At this point the hobbyists out there are saying to themselves, “Oh Hell? Is that new? Who designed it? Is it like Exploding Kittens?” Oh Hell is actually a playing card game (yes, like hearts, clubs, aces, jacks) that I’ve been wanting to talk about with hobby gamers for a long time. I consider Oh Hell to be hands down the best card game of all time for 5 players. And for 6 players. And 7, and 8, 9, and 10 players. And in the top 5 best card game for 3 or 4 players. If you like hobby games you will love this one – it’s strategic, psychological, easy, flexible, and fun. And although the ranks of hobby gamers are still limited, there are millions of folks out there that would love to get a game of bridge, or pinochle, or euchre, or hearts, or spades, etc; and they will all love this game too.
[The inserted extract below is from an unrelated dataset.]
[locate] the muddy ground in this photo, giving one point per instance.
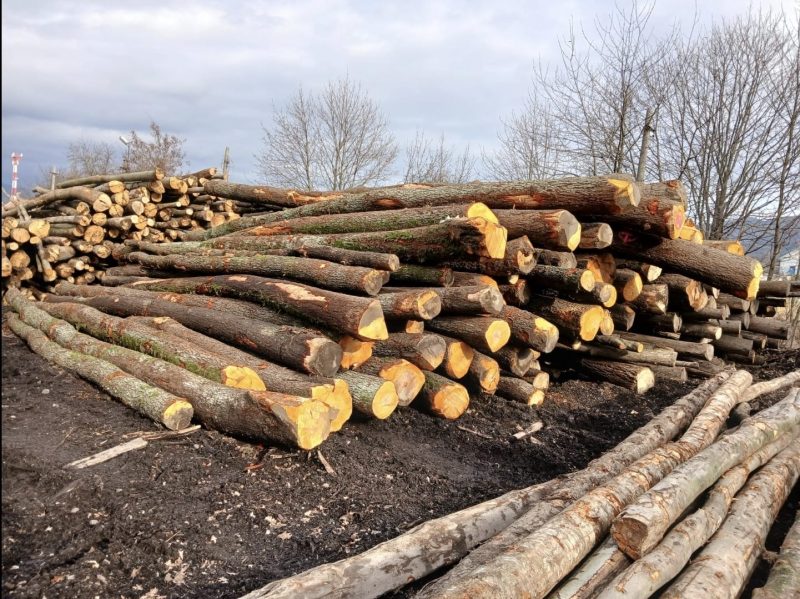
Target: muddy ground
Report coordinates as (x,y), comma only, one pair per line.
(211,516)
Anyone that’s played a trick-taking game will be able to learn this game in 60 seconds, and anyone that hasn’t will pick it up in a fraction of the amount of time it would take to teach bridge or euchre or any of those.
To own this game all you technically need is a deck of cards (or two), but what I’m really encouraging you to do is to just learn the game well enough to teach, and play it enough to love, and when you’re on vacation and it starts to rain, and you didn’t have any room in your carry on for your copy of Mechs and Minions, you have this to fall back on. I am always happy to teach if you want to learn.
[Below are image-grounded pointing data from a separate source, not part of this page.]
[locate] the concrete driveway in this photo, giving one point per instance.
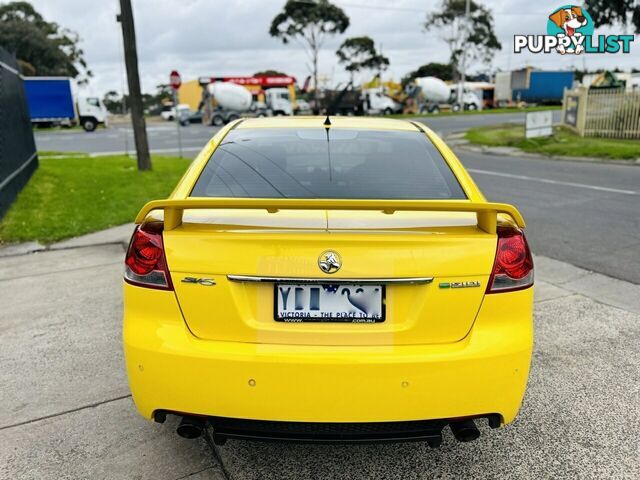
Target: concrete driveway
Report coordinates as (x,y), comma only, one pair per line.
(68,414)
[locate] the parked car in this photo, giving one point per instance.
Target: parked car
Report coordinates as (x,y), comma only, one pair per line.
(328,279)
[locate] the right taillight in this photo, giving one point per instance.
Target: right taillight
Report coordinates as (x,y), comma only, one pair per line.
(145,263)
(513,265)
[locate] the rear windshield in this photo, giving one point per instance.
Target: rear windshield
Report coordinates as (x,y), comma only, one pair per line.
(338,163)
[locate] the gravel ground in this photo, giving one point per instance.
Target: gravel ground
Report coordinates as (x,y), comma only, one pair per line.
(68,413)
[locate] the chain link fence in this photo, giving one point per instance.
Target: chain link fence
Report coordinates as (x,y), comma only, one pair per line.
(18,156)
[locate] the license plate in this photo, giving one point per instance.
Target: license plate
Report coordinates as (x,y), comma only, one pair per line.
(329,303)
#1 – One Night Ultimate Werewolf
There are so many things about ONUW that make it a must-have for every household in America: It plays anywhere from 3-10 people (5-10 is best), it takes 7 mintues to play (and less than 10 minutes to teach including a learning game), and it’s the best distillation of the social deduction mechanic in existence.
The social deduction mechanic provides players with both aspects of board gaming that people love – it’s extremely social allowing an opportunity for everyone at the table to interact with everyone else, and the deduction is the puzzly, problem-solving bit of gaming that keeps people involved the entire game. With this player count and time frame, players can jump in and out of games, and the game can play for hours with no complaints. It’s the best!